Valentin Feldman (23 June 1909 – 27 July 1942) was a French philosopher and Marxist of Jewish-Russian origin. In 1942, he was murdered by the Nazis during the Occupation of France.

Born in Saint Petersburg, he left the USSR in 1922 at the end of the Civil War. He settled in Paris and studied at the Lycée Henri IV and the Sorbonne University. A pupil of French philosopher Victor Basch, he worked on aesthetics and wrote an essay, L'Esthétique française contemporaine (French contemporan aesthetic), Félix Alcan, 1936.

Involved in public activities as a teacher of philosophy, he supported as an antifascist the Front populaire and the Spanish Republic during the Spanish Civil War. He joined the French Communist Party in 1937. Among his friends were Jean-Paul Sartre, Simone de Beauvoir, Gaston Bachelard and Georges Politzer. In September 1939, he volunteered for the French Army despite suffering from a heart condition. Mobilized as a soldier in Rethel, he began to write his Journal de guerre in January 1940 in the middle of the Phoney War. He survived several air attacks and bombardments during the Fall of France (May–June 1940).

Under the German Occupation he was a teacher in Dieppe but suffered from the first law on the status of Jews (October 1940).

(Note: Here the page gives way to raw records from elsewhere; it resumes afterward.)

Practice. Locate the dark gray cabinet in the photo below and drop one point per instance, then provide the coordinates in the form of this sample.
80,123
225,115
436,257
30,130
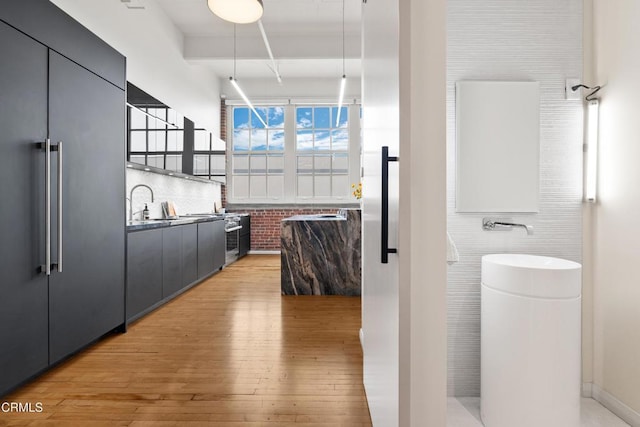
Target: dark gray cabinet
211,247
46,95
189,254
144,271
86,116
172,261
219,245
206,232
161,262
244,243
23,290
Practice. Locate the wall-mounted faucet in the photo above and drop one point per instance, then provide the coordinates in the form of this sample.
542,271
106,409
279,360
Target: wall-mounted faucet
131,199
495,224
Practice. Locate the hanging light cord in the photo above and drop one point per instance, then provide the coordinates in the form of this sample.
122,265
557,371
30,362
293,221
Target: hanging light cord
343,68
591,96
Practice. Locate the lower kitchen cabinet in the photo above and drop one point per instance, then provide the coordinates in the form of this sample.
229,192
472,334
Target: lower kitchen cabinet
172,261
244,245
189,254
211,247
219,245
163,261
144,270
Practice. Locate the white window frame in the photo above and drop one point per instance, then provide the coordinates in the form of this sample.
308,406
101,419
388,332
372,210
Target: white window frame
290,157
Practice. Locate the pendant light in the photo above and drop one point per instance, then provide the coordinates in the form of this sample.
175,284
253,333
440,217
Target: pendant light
236,86
343,81
237,11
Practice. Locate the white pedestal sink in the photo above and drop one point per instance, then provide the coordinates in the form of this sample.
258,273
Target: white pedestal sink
530,339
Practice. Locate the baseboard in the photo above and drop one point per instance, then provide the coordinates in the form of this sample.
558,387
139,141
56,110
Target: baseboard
614,405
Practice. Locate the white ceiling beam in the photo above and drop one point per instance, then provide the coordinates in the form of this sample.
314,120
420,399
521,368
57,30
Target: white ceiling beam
284,47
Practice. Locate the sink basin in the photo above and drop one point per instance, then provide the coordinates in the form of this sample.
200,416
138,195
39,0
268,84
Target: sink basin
530,341
532,275
145,221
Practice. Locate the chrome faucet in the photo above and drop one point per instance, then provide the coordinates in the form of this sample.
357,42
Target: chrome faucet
131,199
492,224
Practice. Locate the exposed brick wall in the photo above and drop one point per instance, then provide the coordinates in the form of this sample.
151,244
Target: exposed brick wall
265,224
223,119
223,136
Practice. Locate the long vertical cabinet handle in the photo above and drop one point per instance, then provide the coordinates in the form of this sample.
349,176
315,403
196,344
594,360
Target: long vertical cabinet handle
60,206
46,268
384,234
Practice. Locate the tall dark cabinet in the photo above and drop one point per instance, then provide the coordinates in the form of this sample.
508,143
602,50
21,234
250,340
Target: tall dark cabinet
60,82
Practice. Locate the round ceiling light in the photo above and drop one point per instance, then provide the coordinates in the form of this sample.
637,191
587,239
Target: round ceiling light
237,11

He was finally excluded from teaching in July 1941. By that time, he was already active in the French Resistance. From 1940, he was liaison officer between Dieppe, Rouen and Paris. After a year, he wrote the texts against the collaborationist Vichy regime and the Germans in the clandestine newspaper L'Avenir normand in Dieppe, and wrote several texts for the clandestine Parisian review La Pensée libre, supervised by Georges Politzer, Jacques Decour and Jacques Solomon. Becoming part of the underground, he joined a group of communist Resistance in Rouen, where he participated in actions against the German occupiers.

Arrested in February 1942 after the sabotage of a factory, he was imprisoned and tortured. Judged in Paris, he was condemned to death by a German military tribunal. He refused to sign his appeal for a reprieve. Feldman was executed by a firing squad on 27 July 1942. Addressing the German soldiers just before the salvo, he called out to them: "Imbeciles, it is for you that I die!"

His last words inspired numerous French writers: Jean-Paul Sartre and Louis Aragon were among them. French-Swiss film-maker Jean-Luc Godard dedicated a short film to him, The Last Word (1988).

==Works==
Essays :
- L'Esthétique française contemporaine, Paris, Félix Alcan, 1936. (fr.)
- Journal de guerre. 1940-1941, Tours, Farrago, 2006. (fr.)

Translations (from Russian to French) :
- I.K. Luppol, Diderot. Ses idées philosophiques, Paris, Éditions sociales internationales, 1936. (fr.)
- Nicolas Ostrovski, Et l’acier fut trempé..., préface de Romain Rolland, Paris, Éditions sociales internationales, 1937. (fr.)